When I enter the building, I am pointed to an expensively decorated room, devoid of any people except me. I find a black leather seat with velvet cushions and slump into it. In a few minutes, anyone I know who might possibly care about me will burst through the wide mahogany doors. They'll hug me and cry for me and tell me they love me. But I don't have any parents, and my drugged uncle could care less about my well-being. Since no one else I know really cares about me, I'll probably be sitting here for the next hour in an uncomfortable silence. To my surprise, I see the door slowly swing open as someone enters. It is my neighbor, Roy. He has been one of my closest friends for five years. Clamped between his fingers is a polished buffalo tooth, an item he and I found one day in the wide fields of our district.

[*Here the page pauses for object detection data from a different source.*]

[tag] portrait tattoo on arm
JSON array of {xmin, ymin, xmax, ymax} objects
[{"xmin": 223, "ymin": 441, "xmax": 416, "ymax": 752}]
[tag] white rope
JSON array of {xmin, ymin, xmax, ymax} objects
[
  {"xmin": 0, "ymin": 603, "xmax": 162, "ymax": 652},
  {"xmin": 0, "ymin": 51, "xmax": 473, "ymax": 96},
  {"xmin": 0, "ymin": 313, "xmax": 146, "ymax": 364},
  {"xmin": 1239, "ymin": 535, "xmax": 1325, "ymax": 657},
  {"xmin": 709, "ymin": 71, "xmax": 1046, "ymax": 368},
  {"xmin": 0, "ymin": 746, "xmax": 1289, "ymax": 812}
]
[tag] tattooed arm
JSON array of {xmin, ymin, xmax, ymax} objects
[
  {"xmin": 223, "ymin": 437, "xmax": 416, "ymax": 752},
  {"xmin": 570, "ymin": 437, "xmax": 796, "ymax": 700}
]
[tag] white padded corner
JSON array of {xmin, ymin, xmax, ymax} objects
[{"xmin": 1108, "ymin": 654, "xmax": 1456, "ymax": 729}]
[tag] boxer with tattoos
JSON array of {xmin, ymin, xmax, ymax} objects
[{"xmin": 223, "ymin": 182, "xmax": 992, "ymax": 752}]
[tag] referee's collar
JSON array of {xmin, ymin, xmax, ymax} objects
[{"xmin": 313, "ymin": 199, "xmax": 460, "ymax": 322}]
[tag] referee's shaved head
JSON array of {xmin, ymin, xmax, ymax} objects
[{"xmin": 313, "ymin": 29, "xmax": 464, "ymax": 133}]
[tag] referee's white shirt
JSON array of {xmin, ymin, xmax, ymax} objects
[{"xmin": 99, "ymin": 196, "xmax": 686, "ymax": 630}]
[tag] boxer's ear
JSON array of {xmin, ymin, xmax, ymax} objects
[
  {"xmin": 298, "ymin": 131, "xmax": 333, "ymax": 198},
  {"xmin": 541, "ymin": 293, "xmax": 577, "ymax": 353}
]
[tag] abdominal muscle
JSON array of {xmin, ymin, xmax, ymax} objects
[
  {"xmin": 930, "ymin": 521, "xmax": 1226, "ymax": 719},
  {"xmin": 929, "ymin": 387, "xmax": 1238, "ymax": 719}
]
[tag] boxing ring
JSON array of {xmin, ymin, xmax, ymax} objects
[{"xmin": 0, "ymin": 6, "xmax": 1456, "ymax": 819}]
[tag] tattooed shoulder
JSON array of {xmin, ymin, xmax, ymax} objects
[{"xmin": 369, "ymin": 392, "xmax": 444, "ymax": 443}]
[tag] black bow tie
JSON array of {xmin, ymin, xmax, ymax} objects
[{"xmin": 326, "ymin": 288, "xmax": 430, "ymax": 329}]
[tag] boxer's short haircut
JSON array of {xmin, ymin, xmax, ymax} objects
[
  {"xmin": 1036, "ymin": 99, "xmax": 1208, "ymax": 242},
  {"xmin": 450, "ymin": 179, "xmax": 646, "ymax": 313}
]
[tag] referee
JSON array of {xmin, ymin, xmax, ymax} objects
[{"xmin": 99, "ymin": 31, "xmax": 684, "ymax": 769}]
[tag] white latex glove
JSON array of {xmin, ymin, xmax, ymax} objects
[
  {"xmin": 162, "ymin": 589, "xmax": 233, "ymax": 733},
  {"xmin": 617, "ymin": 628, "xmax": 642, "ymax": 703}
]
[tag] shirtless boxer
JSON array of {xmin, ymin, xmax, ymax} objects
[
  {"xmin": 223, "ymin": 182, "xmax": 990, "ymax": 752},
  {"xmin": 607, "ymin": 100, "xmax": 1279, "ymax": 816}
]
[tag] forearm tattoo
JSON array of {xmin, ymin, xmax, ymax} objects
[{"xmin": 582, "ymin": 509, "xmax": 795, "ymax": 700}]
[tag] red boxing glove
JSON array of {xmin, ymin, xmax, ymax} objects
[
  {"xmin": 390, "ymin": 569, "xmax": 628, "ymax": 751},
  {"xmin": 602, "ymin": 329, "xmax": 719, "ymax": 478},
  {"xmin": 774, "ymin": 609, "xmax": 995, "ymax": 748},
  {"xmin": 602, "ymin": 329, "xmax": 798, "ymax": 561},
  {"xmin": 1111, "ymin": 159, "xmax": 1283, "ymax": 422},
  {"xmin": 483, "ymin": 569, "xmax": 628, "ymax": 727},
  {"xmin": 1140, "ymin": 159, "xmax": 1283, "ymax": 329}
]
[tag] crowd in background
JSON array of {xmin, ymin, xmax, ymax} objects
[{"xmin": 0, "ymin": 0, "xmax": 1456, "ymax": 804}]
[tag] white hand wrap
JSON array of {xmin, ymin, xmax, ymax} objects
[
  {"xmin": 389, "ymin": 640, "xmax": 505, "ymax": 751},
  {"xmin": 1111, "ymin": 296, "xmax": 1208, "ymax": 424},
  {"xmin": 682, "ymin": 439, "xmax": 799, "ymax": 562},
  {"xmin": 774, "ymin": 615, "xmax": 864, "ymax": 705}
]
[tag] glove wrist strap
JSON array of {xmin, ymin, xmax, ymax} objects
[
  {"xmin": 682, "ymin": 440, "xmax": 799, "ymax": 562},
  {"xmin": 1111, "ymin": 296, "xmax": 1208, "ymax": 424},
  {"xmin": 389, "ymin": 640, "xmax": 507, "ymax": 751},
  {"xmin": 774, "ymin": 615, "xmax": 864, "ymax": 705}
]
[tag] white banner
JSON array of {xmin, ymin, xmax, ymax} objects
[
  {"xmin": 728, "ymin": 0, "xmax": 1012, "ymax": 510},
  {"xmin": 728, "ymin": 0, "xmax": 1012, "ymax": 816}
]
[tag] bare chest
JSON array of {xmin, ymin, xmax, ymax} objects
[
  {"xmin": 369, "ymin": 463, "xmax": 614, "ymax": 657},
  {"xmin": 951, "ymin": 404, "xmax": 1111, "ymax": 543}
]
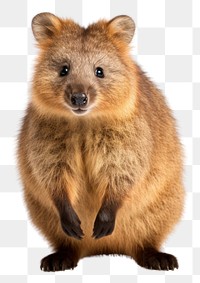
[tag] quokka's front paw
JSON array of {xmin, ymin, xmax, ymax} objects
[
  {"xmin": 93, "ymin": 210, "xmax": 115, "ymax": 239},
  {"xmin": 61, "ymin": 210, "xmax": 84, "ymax": 240}
]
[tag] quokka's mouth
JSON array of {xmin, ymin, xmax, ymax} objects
[{"xmin": 72, "ymin": 108, "xmax": 88, "ymax": 115}]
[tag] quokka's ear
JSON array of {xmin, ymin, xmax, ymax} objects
[
  {"xmin": 108, "ymin": 16, "xmax": 135, "ymax": 44},
  {"xmin": 32, "ymin": 13, "xmax": 62, "ymax": 43}
]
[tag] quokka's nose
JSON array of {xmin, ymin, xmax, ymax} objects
[{"xmin": 71, "ymin": 93, "xmax": 88, "ymax": 106}]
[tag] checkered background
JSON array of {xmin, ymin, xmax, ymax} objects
[{"xmin": 0, "ymin": 0, "xmax": 200, "ymax": 283}]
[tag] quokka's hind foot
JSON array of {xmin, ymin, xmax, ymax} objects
[
  {"xmin": 135, "ymin": 248, "xmax": 178, "ymax": 270},
  {"xmin": 40, "ymin": 251, "xmax": 78, "ymax": 271}
]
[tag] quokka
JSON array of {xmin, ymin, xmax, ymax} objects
[{"xmin": 18, "ymin": 13, "xmax": 184, "ymax": 271}]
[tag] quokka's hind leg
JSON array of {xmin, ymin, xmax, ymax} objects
[
  {"xmin": 133, "ymin": 247, "xmax": 178, "ymax": 270},
  {"xmin": 40, "ymin": 245, "xmax": 80, "ymax": 271}
]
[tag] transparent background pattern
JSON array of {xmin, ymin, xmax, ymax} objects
[{"xmin": 0, "ymin": 0, "xmax": 200, "ymax": 283}]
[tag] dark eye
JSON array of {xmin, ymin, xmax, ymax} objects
[
  {"xmin": 60, "ymin": 66, "xmax": 69, "ymax": 77},
  {"xmin": 95, "ymin": 67, "xmax": 104, "ymax": 78}
]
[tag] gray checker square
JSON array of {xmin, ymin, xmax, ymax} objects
[
  {"xmin": 83, "ymin": 256, "xmax": 110, "ymax": 275},
  {"xmin": 165, "ymin": 275, "xmax": 192, "ymax": 283},
  {"xmin": 110, "ymin": 275, "xmax": 137, "ymax": 283},
  {"xmin": 193, "ymin": 28, "xmax": 200, "ymax": 55},
  {"xmin": 55, "ymin": 275, "xmax": 82, "ymax": 283},
  {"xmin": 28, "ymin": 28, "xmax": 38, "ymax": 55},
  {"xmin": 0, "ymin": 0, "xmax": 27, "ymax": 27},
  {"xmin": 165, "ymin": 0, "xmax": 192, "ymax": 27},
  {"xmin": 0, "ymin": 220, "xmax": 27, "ymax": 247},
  {"xmin": 193, "ymin": 138, "xmax": 200, "ymax": 165},
  {"xmin": 110, "ymin": 0, "xmax": 137, "ymax": 22},
  {"xmin": 138, "ymin": 28, "xmax": 165, "ymax": 55},
  {"xmin": 165, "ymin": 55, "xmax": 192, "ymax": 82},
  {"xmin": 0, "ymin": 165, "xmax": 22, "ymax": 192},
  {"xmin": 193, "ymin": 83, "xmax": 200, "ymax": 110},
  {"xmin": 0, "ymin": 275, "xmax": 27, "ymax": 283}
]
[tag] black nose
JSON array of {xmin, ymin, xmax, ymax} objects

“Hey, man,” he says with a smile, though I can hear the anxiety overtaking his usually steady voice. “Thought you might want to have this as your token.” He holds out his hand and places the tooth in my palm.

“You don’t have to give me this, Roy. You’re the one that found it.”

“No, Dante. It’s yours. Something to remind you how life used to be, before…all this.” Roy dropped his gaze.

I clutch the tooth tightly. “Thanks.”

Roy looks at me, and for a moment, we stand in silence. “Try and make it out of there, man,” he finally mutters. “You’re strong. I know you can make it.”

“I will,” I answer, though I doubt the possibility of my success. I give Roy a brotherly hug and we pound fists, an ancient historic gesture of friendship popular in the country that existed before Panem.

“See you, Dante,” Roy said as he opened the door to leave. The door shuts, and the room floods with silence once again. I slip the buffalo tooth into my side pocket and find my chair. No one else comes to visit me. My conversation with Roy echoes in the back of my head. I think of the last words he said to me: “See you, Dante.”

No, Roy, you’re wrong, I think. I doubt you’ll ever be seeing me again.